В общем, врага мы на какое-то время задержали, но и сами при этом пострадали. Сержанту на такие мелочи, впрочем, было плевать: он поднял нас, кто мог встать, и, пока не осела пыль, не погасло пламя, и не развеялся дым, погнал маршем во фланг противнику. И вот тут нам здорово пригодились два дрона, которых сержант, невзирая на насмешки, всегда и всюду таскал с собой в кевларовой мошне. Этих малышей сержант напустил на одного из уцелевших, но дезориентированных «Големов», когда тот вышел из плотной радиоактивной пелены, светящейся от микроразрядов, и наткнулся на нас. Дроны тут же просочились под бронелисты шагающего гиганта, отыскали уязвимые нейрохабы и, обманув иммунную систему, присосались к их открытым портам. Пять секунд — и этот «Голем» перешел на нашу сторону. И, надо сказать, очень вовремя: нас уже обнаружили. Два спидера с установками ОРТП и тяжелый гусеничный тральщик попытались нас задержать, но подчинившийся дронам «Голем» превратил их в пыль. Двумя секундами позже налетели флаеры. Они атаковали нас, но гибли десятками от плазменных плетей «Голема» — враг не успел еще понять, что мы захватили его боевую единицу. Так наш отряд и ворвался на территорию последней базы: «Голем» обвалил стену, сержант пустил в пролом пару фугасов, Сорок Восьмой, защищая тыл, разложился в стационарную лазерную турель, Тридцать Пятый максимально закрылся, свернулся колобком и выкатился на вражескую территорию.
И вот тут началась бойня.
Нас ждали — теперь я в этом не сомневаюсь. Черт его знает, что размещалось на этой проклятой восьмой зоне, но силищу враг собрал здесь изрядную. Тридцать Пятый, пытаясь установить спайсканнер, под огнем продержался ровно две секунды — а ведь мы все подпитывали его защиту. Он раскололся, будто орех; развалился на кусочки и вспыхнул. Следом рухнул наш «Голем» — какое-то время он еще ворочался и хлестал врага шнурами плазмы, но это была агония. Сотни инсектов буравили его тело, и он ничего не мог с ними поделать, поскольку его иммунные механизмы были отключены нашими дронами. Мгновенно погибли Третий и Двадцать Второй — мощнейшие направленные ЭМИ выжгли им мозги.
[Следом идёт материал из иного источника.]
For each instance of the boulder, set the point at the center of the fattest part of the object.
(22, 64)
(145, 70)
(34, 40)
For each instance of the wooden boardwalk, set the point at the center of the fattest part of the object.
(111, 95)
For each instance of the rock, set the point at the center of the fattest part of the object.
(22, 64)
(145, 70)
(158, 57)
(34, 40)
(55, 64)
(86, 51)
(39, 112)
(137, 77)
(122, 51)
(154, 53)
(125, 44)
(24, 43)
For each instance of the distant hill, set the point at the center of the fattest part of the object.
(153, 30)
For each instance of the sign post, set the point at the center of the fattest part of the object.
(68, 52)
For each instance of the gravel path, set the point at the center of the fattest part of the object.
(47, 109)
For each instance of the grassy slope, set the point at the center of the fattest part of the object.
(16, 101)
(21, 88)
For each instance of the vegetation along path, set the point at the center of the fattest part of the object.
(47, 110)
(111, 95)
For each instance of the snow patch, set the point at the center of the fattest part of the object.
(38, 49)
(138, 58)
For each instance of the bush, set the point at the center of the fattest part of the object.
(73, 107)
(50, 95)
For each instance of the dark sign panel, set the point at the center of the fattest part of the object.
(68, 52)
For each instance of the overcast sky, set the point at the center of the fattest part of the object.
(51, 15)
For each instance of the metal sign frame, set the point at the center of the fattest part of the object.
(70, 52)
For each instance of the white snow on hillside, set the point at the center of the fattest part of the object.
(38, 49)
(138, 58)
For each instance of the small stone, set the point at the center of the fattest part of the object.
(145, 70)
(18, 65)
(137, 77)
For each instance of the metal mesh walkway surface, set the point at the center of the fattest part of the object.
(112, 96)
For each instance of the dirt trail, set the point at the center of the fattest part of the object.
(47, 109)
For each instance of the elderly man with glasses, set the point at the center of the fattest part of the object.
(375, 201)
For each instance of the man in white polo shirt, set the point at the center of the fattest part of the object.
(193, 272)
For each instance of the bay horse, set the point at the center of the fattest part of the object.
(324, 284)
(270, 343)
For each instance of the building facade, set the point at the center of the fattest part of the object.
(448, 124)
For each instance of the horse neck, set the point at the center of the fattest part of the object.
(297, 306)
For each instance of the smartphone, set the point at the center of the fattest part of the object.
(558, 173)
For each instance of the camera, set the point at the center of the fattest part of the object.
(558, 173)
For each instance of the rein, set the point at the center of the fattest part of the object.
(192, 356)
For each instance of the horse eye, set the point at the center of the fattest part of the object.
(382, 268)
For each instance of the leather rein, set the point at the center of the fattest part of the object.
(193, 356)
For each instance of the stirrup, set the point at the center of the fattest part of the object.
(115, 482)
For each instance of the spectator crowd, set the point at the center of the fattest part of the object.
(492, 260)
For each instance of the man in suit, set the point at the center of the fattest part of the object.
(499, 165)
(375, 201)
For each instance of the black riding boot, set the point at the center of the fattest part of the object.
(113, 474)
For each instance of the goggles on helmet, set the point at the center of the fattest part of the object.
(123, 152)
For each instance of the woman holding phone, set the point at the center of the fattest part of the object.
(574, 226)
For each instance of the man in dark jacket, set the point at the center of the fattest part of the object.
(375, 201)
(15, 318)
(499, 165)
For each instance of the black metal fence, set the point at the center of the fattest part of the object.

Мы провалили задание — это стало очевидно для всех, кроме сержанта. Он словно обезумел — выпустив весь боезапас, бросился в рукопашную.
Вот тогда-то меня и ранило. И я даже не понял, что это было за оружие, — мне просто отсекло руку. Атмосфера на Хемме-два весьма и весьма условна, а сила притяжения в три раза меньше земной. Так что кровища из меня брызнула настоящим фонтаном. Экзоскелет развалился, я повис на ремнях в двух метрах от поверхности, почти теряя сознание. Манжеты скафандра уже затягивались, устраняя утечку воздуха и одновременно пережимая обрубок конечности. Медицинский модуль, висящий на заднице, что-то вколол мне — наверное, противошоковое и обезболивающее. И я вырубился.
Не мгновенно, нет.
Я всё же успел увидеть, что бой прекратился. Поразительное зрелище, надо отметить: будто само время остановилось, и всё вокруг замерло, застыло. Только что мир был полон движения, только что огромные механизмы с воем, ревом и грохотом уничтожали друг друга всеми возможными способами — и вдруг в одно мгновение они встали в нелепых позах — будто играли в «море волнуется раз». Я словно внутри фотографии очутился. Лишь дым и пыль растекались спокойно, трепыхалось пламя, и в отдалении медленно рушилось какое-то нелепое здание, похожее на перевернутый свадебный торт.
Я решил, что умираю, — вот с этой спокойной мыслью я и вырубился.
Понимаю ли я, что случилось?
Да, конечно. Теперь понимаю. Чего же тут непонятного?
Сражающиеся боевые машины вдруг обнаружили, что среди них находится человек. Более того, они увидели, что человек ранен — причем, ранен кем-то из них. Для роботов это был своего рода шок. И я отлично их понимаю — я так долго притворялся роботом, что мое мышление в чем-то стало похоже на ихний квазиразум.
В электронных мозгах сработала главная блокировка. И все боевые машины остановились, чтобы не причинить мне вред — вольно или невольно. Более того, они сообщили о происшествии своим товарищам — тем, кто не мог меня увидеть. И те тоже встали.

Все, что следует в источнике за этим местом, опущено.